Iran, despite its rich, civilised and open culture, has now become an international pariah, its clerical fascist regime condemned for human rights abuse and the export of terror, while its 80 million beleaguered citizens, over half of whom are under thirty, struggle to feed their families.

This is a regime that tortures, rapes, sodomizes and executes political prisoners. A regime that flogs, immolates, amputates limbs, gouges out eyes and hangs people in public. A regime that has executed more than 3,500 people, including women and children, since the so-called ‘moderate’ Hassan Rouhani became president. A dictatorship that governs through corruption, bribery, blackmail, extortion and fear, that has arrested and imprisoned over ten thousand peaceful protesters during the on-going uprising that has raged across Iran for the past 18 months, where many of those arrested have been tortured to death or have simply ‘disappeared’.

The UN now has irrefutable evidence of the summary execution of more than 30,000 supporters of the MEK by the Iranian regime in the summer of 1988. It was an atrocity that must rank as a crime against humanity and one of the most horrific mass murders of the late twentieth century. The mass executions, in jails across Iran, were carried out on the basis of a fatwa by Ayatollah Ruhollah Khomeini. A ‘Death Committee’ of four senior officials approved all the executions.

Unbelievably, Mostafa Pour-Mohammadi, a member of that ‘Death Committee’, was until mid-2017 President Hassan Rouhani’s Justice Minister! When his part in the murders became known publicly, he was replaced by Alireza Avaie, who himself was a prominent executioner during the 1988 massacre, in his role as Chief Prosecutor in the city of Dezful. Avaie has been on the EU’s terrorist blacklist for years. Other members of the 1988 Death Committee also still hold prominent positions in Iran. I am puzzled that the Guardian refuses to report any of these facts.

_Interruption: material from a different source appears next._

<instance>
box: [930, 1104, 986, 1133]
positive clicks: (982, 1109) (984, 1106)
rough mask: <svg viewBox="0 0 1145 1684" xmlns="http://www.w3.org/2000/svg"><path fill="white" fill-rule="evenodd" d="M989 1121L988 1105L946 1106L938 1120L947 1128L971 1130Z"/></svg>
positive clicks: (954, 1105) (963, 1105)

Monstrous acts of butchery like this have become grisly milestones in the history of oppression and tyranny in contemporary Iran. This is a regime that believes in taking hostages, like the young British-Iranian mother Nazanin Zaghari-Ratcliffe, jailed on trumped up espionage charges. There is no justice in Iran. That is why its citizens have risen in anger and frustration at the cruelty and criminal corruption of the mullahs and their distorted fundamentalist, medieval version of Islam. It is perplexing that the Guardian should involve itself in working hand-in-hand with the Iranian regime and their Intelligence Service by repeating the lies and smears levelled against the MEK by the mullahs.

Prior to last weekend’s seizure of the Stena Impero, the mullahs had sabotaged 6 oil tankers in the Gulf, shot down an American drone and supplied missiles for their Houthi rebel proxies in Yemen to fire into Saudi Arabia. They supply weapons and personnel to prop up Bashar al-Assad in Syria, Hezbollah in Lebanon, the brutal Shi’ia militias in Iraq and Hamas in Palestine. Now this criminal regime has added international piracy to its long list of transgressions. This is not a regime that should be appeased or mollified, it is an evil regime that should be toppled. That is why newspapers like the Guardian would be well advised to show some support and sympathy for legitimate democratic opposition groups like the MEK, rather than indulging in their vilification.

*Struan Stevenson is the Coordinator of the Campaign for Iran Change (CiC). He was a member of the European Parliament representing Scotland (1999-2014), president of the Parliament’s Delegation for Relations with Iraq (2009-14) and chairman of the Friends of a Free Iran Intergroup (2004-14). He is an international lecturer on the Middle East and is also president of the European Iraqi Freedom Association (EIFA).